On ne peut pas être passionné par ce qu’on fait sans être parfois en conflit sur ce qu’on veut faire ou sur la manière dont on pense que cela doit être fait.

Je crois au consensus et pas au compromis.

Après tout ce temps, qu’est-ce que tu n’as toujours pas compris chez les architectes de SI ?

Ce que je n’ai toujours pas compris, c’est la question que je leur ai posée à la DuckConf : comment est-ce qu’ils influencent leurs entreprises ? C’est ce qui me tétaniserait si par absurde je devenais architecte de SI dans une grande entreprise.

Si je prétendais avoir des solutions viables et pérennes à des problèmes structurants et énormes comme la sécurité ou performance, comment s’y prendre pour convaincre un board de prendre la décision de mettre de l’argent ici plutôt que là ?

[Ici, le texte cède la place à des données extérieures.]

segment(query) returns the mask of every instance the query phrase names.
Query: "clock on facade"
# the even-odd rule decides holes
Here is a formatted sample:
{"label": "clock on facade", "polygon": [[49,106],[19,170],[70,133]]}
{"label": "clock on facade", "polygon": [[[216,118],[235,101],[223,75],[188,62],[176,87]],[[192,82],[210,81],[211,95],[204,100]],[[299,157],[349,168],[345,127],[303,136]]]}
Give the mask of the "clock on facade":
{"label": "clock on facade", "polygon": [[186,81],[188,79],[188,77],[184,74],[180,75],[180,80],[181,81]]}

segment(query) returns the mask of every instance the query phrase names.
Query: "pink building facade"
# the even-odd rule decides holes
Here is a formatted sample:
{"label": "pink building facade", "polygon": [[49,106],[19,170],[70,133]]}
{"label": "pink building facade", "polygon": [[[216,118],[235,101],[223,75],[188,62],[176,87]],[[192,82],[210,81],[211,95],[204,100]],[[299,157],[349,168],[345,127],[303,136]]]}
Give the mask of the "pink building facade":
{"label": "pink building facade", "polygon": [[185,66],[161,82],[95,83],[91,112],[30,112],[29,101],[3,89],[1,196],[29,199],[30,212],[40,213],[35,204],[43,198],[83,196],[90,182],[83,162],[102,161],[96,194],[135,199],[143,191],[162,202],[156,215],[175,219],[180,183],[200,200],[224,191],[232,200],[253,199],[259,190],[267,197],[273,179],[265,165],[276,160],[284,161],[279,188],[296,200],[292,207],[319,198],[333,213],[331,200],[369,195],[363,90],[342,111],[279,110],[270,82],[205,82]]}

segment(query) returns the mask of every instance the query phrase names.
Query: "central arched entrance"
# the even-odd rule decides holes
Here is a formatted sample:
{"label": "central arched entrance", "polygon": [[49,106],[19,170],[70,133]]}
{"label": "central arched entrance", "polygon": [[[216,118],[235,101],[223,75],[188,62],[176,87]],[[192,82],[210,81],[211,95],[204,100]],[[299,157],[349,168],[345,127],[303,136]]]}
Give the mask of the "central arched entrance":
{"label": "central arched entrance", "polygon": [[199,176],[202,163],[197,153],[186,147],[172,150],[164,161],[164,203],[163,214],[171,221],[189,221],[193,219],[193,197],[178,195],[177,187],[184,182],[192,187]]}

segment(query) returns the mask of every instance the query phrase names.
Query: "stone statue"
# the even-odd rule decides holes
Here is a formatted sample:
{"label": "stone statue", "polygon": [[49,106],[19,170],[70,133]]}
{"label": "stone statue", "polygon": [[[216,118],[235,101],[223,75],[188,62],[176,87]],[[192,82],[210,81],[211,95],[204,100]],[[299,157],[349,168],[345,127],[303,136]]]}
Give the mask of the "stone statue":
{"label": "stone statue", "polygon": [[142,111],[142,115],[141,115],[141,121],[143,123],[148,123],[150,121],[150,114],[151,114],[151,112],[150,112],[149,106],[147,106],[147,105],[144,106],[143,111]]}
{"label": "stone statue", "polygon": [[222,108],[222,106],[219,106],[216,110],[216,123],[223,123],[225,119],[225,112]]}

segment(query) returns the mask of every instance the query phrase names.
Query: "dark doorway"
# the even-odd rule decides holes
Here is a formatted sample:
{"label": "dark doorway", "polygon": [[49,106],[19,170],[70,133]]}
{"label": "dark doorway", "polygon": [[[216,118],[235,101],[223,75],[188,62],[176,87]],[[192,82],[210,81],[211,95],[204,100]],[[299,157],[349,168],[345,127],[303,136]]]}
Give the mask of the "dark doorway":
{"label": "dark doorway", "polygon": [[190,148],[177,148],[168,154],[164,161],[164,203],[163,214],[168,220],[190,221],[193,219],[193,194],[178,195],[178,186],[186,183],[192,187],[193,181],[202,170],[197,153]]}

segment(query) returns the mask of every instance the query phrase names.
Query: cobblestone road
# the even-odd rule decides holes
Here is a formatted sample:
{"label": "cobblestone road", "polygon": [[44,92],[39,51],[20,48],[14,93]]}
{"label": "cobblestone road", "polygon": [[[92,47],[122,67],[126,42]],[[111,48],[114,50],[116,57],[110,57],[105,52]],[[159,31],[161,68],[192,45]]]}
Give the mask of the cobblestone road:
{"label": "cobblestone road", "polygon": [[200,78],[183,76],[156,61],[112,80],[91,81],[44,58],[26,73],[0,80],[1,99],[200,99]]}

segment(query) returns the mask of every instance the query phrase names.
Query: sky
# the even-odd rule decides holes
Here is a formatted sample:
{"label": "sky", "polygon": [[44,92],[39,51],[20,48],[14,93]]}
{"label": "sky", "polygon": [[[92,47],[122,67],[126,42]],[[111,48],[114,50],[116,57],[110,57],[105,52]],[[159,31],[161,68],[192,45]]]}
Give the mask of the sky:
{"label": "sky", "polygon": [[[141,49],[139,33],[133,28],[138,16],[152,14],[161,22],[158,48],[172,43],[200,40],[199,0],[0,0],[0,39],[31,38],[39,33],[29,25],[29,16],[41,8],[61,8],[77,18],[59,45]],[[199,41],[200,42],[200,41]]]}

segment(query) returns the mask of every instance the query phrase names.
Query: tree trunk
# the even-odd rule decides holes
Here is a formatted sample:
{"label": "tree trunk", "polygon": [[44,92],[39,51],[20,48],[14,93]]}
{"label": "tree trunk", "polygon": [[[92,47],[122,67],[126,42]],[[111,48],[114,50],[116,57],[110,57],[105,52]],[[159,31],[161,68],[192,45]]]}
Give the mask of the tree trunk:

Comment avoir de l’influence dans l’incertitude alors que mon expérience est que les managers des grandes entreprises détestent l’incertitude ? Je ne sais pas comment font les architectes.

2 commentaires sur “L’arrivée de l’agile à OCTO 1/6 : Christophe Thibault”

  • Merci pour cet interview très intéressante. La phrase "Je crois au consensus et pas au compromis." n'est pas très claire pour moi. Est-il possible de préciser ?
  • Oui. Un consensus est constitué par l'accord de tous sur une solution, sans qu'il soit nécessaire de voter, c'est à dire en vertu de la qualité de la solution et de la volonté de tous de créer un produit remarquable. Un compromis consiste à prendre un peu d'éléments de part et d'autres de l'ensemble des solutions possibles afin d'essayer de contenter tout le monde, et ce au détriment de l'intégrité du produit. Je pense qu'une équipe devrait rechercher le consensus, et non le compromis. C'est à dire que l'idée finalement choisie par l'équipe ne devrait pas être altérée simplement parce que l'équipe n'arrivait pas à s'accorder. Par exemple: une partie de l'équipe pense qu'il faut écrire des Tests Unitaires, y.c là où c'est difficile à faire (et a fortiori pour cette raison). Une autre partie de l'équipe juge que c'est une perte de temps. Une équipe dans le consensus trouverait un moyen de résoudre la difficulté et ainsi améliorer son standard. Une équipe dans le compromis dirait : certains pourront en écrire, d'autres pourront ne pas en écrire, créant ainsi un double standard.